Réforme des retraites : « Le vrai débat n’est pas l’âge de départ, mais la durée de vie après la carrière »

Publié le 17 janvier 2023

TRIBUNE

Sébastien Crozier   Président de CFE-CGC Orange

Président du syndicat CFE-CGC au sein du groupe Orange, Sébastien Crozier déplore, dans une tribune au « Monde », que la réforme des retraites envisagée par le gouvernement soit la première à entraîner un recul de l’espérance de vie à la retraite.

 La réforme des retraites néglige les inégalités d’espérance de vie et elle serait, dans l’histoire récente, la première régression de la durée passée à la retraite. Elle n’est pas à la hauteur du défi de la nouvelle économie : prendre conscience qu’elle s’appuie sur des gigafactorys (usines de très grande taille) et des travaux pénibles.

La croyance d’une partie des élites en une France de services, où l’ouvrier aurait disparu, a coûté deux millions d’emplois industriels en trente ans. C’est elle qui continue de nourrir les réformes à répétition de l’âge de départ à la retraite.

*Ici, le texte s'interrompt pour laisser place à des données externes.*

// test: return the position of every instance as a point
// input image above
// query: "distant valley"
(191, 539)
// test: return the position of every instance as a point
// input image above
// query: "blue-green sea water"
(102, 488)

Le confinement avait levé le voile sur les professions essentielles, montrant que, loin d’une dématérialisation généralisée, l’économie repose sur un travail souvent pénible. Au moment de débattre sur les retraites, n’oublions pas le secteur du bâtiment, qui tourne à plein régime pour les Jeux olympiques de 2024, ni l’aéronautique, la chimie et les cosmétiques, tout comme le secteur agricole, qui sont nos fleurons à l’exportation.

Postures pénibles, vibrations mécaniques

Rappelons que le numérique aussi est une industrie qui ne repose pas seulement sur ses ingénieurs et développeurs mais également sur le million de tonnes de cuivre posé par France Télécom-Orange, sur des kilomètres de fibre optique, déroulés pour partie dans les égouts au milieu des surmulots. Beaucoup de ceux qui vont décider de l’âge de la retraite travaillent dans un bureau et s’illusionnent sur la réalité du travail, allant jusqu’à dire que les déménageurs sont équipés d’exosquelettes.

Le compte pénibilité de 2014, qui permettait de déclarer une dizaine de facteurs de risque, travail de nuit, bruit et températures extrêmes, s’est vu amputé, en 2017, de quatre facteurs permettant de valider des trimestres pour partir plus tôt. Que l’on ait ou non pratiqué la manutention de charges, subi des postures pénibles, des vibrations mécaniques et des agents chimiques dangereux, cela ne change désormais plus rien à l’âge de départ… Ce que le gouvernement tente de faire oublier, cinq ans après, avec un fonds pour financer des « plans de prévention » : même intention louable sur le papier que le « traitement social » du chômage avec ce « traitement global » de la pénibilité, même inefficacité à résoudre les problèmes ? Le président de la République avait déclaré ne pas « adorer » le mot « pénibilité », car il « donne le sentiment que le travail serait pénible ». Nier le mot n’a jamais fait disparaître la réalité qu’il désigne.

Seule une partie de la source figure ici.